LSC Communications reported unaudited consolidated earnings results for the fourth quarter and year ended December 31, 2016. For the quarter, net sales of $919 million compared to $1,004 million a year ago. The decrease in organic Net Sales were due to lower volume and price pressures in the Print segment. Income from operations was $27 million compared to $58 million a year ago. Income before income taxes was $10 million compared to $58 million a year ago. Net income was $9 million compared to $38 million a year ago. Diluted net earnings per share were $0.26 compared to $1.17 a year ago. Effective tax rate was 10.0% compared to 34.5% a year ago. Non-GAAP adjusted EBITDA was $80 million compared to $111 million a year ago. The decrease in non-GAAP adjusted EBITDA was primarily due to volume declines and price pressure in the Print segment, a lower LIFO reserve release in 2016 compared to 2015, and an increase in healthcare costs, partially offset by ongoing cost control initiatives. Capital expenditures were $13 million compared to $10 million a year ago. Free cash flow was $82 million compared to $109 million a year ago. Depreciation and amortization was $41 million against $47 million a year ago.

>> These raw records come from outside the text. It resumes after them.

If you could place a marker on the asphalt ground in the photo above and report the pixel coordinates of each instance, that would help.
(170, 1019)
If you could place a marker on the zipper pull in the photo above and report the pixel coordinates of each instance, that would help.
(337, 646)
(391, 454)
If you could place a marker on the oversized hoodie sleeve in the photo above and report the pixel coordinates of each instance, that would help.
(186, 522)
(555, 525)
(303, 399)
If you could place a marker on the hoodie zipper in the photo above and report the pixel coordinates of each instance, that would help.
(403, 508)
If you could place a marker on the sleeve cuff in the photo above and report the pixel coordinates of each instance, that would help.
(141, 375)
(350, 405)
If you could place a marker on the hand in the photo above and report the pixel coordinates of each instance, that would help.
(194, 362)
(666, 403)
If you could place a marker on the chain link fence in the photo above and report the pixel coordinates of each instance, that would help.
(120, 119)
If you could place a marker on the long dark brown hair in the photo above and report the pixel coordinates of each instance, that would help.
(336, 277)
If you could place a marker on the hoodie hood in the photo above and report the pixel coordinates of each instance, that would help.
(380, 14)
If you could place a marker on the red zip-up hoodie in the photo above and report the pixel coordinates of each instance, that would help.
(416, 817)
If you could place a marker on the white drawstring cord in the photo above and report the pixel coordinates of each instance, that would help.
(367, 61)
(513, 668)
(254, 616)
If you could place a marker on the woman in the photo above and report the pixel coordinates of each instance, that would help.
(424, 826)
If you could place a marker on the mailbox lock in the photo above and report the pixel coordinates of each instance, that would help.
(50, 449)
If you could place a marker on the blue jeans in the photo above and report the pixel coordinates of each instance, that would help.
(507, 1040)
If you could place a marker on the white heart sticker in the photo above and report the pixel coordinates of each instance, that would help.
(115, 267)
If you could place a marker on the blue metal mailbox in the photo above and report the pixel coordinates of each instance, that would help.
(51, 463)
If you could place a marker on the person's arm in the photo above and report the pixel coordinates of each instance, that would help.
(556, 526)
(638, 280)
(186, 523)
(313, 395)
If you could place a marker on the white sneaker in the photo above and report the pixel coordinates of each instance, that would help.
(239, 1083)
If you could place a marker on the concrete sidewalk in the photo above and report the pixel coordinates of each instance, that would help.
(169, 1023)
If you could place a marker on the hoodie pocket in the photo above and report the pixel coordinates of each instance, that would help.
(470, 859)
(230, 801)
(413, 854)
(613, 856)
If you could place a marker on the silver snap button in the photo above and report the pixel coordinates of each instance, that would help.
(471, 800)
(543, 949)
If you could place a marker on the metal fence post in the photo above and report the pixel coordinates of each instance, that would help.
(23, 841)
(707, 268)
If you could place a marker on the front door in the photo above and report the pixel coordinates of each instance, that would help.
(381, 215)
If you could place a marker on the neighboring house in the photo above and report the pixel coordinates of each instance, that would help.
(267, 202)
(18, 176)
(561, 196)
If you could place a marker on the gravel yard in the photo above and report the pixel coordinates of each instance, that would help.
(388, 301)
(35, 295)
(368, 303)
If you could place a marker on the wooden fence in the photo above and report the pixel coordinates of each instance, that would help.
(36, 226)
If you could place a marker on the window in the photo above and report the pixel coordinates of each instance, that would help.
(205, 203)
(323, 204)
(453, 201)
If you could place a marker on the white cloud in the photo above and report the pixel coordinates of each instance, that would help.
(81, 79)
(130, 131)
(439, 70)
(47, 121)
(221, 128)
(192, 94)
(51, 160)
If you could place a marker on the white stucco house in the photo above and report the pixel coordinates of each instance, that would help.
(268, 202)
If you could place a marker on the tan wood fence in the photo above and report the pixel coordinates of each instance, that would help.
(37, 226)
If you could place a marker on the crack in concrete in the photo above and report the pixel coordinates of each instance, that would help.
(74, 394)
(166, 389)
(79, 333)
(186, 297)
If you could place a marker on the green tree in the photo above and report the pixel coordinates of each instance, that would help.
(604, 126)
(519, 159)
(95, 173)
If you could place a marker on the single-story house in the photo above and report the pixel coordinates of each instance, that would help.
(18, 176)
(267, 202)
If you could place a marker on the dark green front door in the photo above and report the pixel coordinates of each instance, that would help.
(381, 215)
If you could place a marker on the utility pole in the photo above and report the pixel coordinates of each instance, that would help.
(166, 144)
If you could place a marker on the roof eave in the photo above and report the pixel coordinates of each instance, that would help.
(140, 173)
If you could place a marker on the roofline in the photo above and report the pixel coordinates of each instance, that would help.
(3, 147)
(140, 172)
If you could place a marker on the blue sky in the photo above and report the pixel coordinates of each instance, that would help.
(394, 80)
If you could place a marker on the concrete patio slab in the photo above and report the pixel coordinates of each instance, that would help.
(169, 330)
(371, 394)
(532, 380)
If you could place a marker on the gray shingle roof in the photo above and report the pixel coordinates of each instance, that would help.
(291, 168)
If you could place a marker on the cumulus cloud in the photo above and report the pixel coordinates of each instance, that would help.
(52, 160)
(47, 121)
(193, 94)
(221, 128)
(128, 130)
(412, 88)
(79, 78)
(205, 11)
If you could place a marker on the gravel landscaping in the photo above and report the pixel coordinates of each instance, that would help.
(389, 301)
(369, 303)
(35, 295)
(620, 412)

For the year, net sales of $3,654 million compared to $3,743 million a year ago. Income from operations was $175 million compared to $135 million a year ago. Income before income taxes was $157 million compared to $138 million a year ago. Net income was $106 million compared to $74 million a year ago. Diluted net earnings per share were $3.23 compared to $2.27 a year ago. Effective tax rate was 32.5% compared to 46.4% a year ago. Non-GAAP adjusted EBITDA was $370 million compared to $398 million a year ago. Capital expenditures were $48 million compared to $42 million a year ago. Net cash provided by operating activities was $231 million compared to $275 million a year ago. Free cash flow was $183 million compared to $233 million a year ago. Depreciation and amortization was $171 million against $181 million a year ago.

For the quarter, the company reported impairment charges - net of $1 million.

For the full year of 2017, the company expects to report, net sales of $3.55 billion to $3.65 billion, non-GAAP adjusted EBITDA margin of 9.75% to 10.25%, depreciation and amortization of $155 million to $165 million, interest expense of $68 million to $72 million, non-GAAP effective tax rate of 33% to 36%. Capital expenditures to be $60 million to $65 million, including approximately $5 million in expenditures related to the spin-off from RRD, mostly investments in stand-alone systems and IT infrastructure. Free cash flow to be $125 million to $155 million.